My query is quite simple:
select a.ID, a.adres, a.place, a.postalcode
from COMPANIES a, COMPANIES b
where a.Postcode = b.Postcode
and a.Adres = b.Adres
and (
select COUNT(COMPANYID)
from USERS
where COMPANYID=a.ID
)>(
select COUNT(COMPANYID)
from USERS
where COMPANYID=b.ID
)
Database: sql server 2008 r2
What I'm trying to do:
The table of COMPANIES contains double entries. I want to know the ones that are connected to the most amount of users. So I only have to change the foreign keys of those with the least. ( I already know the id's of the doubles)
Right now it's taking a lot of time to complete. I was wondering if if could be done faster
Try this version. It should be only a little faster. The COUNT
is quite slow. I've added a.ID <> b.ID
to avoid few cases earlier.
select a.ID, a.adres, a.place, a.postalcode
from COMPANIES a INNER JOIN COMPANIES b
ON
a.ID <> b.ID
and a.Postcode = b.Postcode
and a.Adres = b.Adres
and (
select COUNT(COMPANYID)
from USERS
where COMPANYID=a.ID
)>(
select COUNT(COMPANYID)
from USERS
where COMPANYID=b.ID
)
The FROM ... INNER JOIN ... ON ...
is a preferred SQL construct to join tables.

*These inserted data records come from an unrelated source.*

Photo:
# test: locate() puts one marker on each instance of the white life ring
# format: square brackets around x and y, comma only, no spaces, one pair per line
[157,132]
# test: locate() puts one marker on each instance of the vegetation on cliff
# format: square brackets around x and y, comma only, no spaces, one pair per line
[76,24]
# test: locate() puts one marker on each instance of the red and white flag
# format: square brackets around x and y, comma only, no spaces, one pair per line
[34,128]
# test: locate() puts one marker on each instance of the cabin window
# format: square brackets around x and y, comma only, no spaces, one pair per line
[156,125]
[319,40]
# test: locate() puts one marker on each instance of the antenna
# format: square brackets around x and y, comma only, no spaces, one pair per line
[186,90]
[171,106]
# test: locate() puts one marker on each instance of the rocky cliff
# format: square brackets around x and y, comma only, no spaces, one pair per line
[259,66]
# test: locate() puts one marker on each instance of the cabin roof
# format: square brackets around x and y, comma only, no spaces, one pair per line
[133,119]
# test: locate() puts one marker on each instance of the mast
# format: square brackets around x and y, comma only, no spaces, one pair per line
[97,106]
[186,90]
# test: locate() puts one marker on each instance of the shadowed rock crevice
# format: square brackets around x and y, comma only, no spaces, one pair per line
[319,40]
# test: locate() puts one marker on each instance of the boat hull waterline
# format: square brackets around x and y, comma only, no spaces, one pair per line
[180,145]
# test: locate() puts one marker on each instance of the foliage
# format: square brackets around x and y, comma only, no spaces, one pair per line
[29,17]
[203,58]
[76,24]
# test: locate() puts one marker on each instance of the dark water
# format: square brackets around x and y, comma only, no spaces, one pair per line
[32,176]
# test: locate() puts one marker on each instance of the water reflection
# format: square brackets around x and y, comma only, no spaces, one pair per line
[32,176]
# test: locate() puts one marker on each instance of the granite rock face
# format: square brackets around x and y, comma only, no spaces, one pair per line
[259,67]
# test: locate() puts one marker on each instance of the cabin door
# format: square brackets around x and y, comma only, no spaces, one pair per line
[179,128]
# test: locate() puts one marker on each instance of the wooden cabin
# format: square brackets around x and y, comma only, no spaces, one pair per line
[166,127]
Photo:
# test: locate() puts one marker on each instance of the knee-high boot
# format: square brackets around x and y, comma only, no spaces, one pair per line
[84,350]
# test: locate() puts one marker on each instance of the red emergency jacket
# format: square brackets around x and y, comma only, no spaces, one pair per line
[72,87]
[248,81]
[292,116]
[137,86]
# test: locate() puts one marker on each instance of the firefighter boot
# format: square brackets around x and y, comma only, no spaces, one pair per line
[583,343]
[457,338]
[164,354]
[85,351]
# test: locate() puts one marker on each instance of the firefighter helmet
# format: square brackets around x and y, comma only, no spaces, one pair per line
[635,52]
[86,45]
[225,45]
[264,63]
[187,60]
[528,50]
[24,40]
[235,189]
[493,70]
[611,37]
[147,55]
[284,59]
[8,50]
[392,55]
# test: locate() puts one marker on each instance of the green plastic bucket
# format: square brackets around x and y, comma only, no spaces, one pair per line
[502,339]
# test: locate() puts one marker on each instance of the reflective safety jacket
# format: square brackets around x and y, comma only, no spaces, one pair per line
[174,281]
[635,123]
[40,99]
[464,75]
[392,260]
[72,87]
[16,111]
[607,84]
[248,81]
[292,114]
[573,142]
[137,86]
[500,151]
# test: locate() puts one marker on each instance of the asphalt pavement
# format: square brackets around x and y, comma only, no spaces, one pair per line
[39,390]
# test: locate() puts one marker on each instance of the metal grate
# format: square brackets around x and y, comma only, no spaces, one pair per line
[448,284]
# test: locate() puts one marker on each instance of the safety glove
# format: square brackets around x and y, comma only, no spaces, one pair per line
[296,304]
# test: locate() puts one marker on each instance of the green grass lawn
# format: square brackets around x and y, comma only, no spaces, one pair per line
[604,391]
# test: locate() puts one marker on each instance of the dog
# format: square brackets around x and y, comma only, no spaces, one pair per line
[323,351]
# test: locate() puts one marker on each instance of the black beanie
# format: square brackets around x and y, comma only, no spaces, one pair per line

It may be faster too.
One approach would be to pre-calculate the COMPANYID
count before doing the join since you'll be repeatedly calculating it in the main query. i.e. something like:
insert into @CompanyCount (ID, IDCount)
select COMPANYID, COUNT(COMPANYID)
from USERS
group by COMPANYID
Then your main query:
select a.ID, a.adres, a.place, a.postalcode
from COMPANIES a
inner join @CompanyCount aCount on aCount.ID = a.ID
inner join COMPANIES b on b.Postcode = a.Postcode and b.Adres = a.Adres
inner join @CompanyCount bCount on bCount.ID = b.ID and aCount.IDCount > bCount.IDCount
If you want all instances of a
even though there is no corresponding b
then you'd need to have left outer join
s to b
and bCount
.
However you need to look at the query plan - which indexes are you using - you probably want to have them on the ID
s and the Postcode
and Adres
fields as a minimum since you're joining on them.